Yea the new Xeon E-21XX's are proving hard to find in the consumer market. Most places are back ordered or just place orders directly with intel after you buy. The scalpers are changing $50+ or more over retail on Ebay and 3rd party Newegg/Amazon sellers.
I don't understand. At that rate your chance of having a second bit flip before the first is fixed is almost zero, and the chance of hitting two separate bit flips in the same row is ridiculously small.

If you're worried about a single event causing two flips in a single row... I suppose that's possible, but it could also cause three bit flips. So a Xeon has a non-zero error rate. Is Ryzen meaningfully worse?

I think his argument is that you will get bit flips, ECC is just going to report and/or correct them. Without it, your hoping the bit flips show up somewhere you can detect them (application crash/etc) rather than silently chugging along and ruining your results/data/whatever.

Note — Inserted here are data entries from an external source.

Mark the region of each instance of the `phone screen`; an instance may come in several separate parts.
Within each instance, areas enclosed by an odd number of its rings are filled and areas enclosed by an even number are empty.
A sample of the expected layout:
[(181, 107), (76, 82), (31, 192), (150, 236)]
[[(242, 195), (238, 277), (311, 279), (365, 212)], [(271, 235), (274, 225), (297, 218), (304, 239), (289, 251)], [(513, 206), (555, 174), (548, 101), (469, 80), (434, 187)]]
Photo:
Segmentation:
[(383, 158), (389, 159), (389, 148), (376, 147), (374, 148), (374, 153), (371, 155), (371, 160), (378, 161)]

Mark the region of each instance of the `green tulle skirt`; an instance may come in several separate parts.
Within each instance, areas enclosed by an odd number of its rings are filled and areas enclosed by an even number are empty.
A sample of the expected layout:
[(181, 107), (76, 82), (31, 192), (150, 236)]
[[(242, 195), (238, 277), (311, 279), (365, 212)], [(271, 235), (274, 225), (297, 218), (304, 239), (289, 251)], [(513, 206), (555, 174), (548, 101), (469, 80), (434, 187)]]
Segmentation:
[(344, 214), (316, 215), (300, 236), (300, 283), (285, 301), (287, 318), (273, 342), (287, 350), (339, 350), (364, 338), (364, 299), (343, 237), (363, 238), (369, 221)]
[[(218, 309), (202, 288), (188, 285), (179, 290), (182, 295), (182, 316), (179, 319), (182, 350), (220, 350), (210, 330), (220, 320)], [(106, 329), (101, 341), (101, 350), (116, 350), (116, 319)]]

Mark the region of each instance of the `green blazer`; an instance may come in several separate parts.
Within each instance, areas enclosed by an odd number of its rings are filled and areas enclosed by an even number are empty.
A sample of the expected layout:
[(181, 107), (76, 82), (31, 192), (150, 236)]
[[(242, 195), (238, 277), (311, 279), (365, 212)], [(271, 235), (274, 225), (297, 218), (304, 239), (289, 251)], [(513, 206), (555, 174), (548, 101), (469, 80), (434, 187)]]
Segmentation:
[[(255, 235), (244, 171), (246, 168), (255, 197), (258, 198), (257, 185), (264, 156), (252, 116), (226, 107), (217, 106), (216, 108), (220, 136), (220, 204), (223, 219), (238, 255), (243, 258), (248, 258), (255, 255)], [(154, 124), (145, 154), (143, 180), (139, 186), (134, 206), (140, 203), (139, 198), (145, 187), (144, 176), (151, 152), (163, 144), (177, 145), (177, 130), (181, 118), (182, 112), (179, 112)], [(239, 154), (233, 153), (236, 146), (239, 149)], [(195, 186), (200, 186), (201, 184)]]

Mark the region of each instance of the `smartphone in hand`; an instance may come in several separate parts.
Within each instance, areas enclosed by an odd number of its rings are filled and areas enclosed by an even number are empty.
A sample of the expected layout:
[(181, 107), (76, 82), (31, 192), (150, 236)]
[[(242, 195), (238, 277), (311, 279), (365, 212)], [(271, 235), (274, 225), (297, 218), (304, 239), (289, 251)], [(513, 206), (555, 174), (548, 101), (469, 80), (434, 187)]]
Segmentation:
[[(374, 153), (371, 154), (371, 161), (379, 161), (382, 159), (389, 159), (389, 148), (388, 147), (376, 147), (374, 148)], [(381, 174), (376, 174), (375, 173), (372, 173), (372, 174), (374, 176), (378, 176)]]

I had the chance a long time ago to work on a product that as a side effect was corrupting system memory... Think of it as a kernel module that picks a random number between 0 and MAX_RAM and flips a byte. Its truly amazing how many of those can happen before there is any visible evidence something is wrong.

You're talking about ECC vs. no ECC. That's not what the comment was saying, it was saying it handled single bit flips correctly but not double bit flips. But at 1 bit flip per GB per year, randomly distributed, you are guaranteed many single bit flips but a double bit flip is almost never going to occur.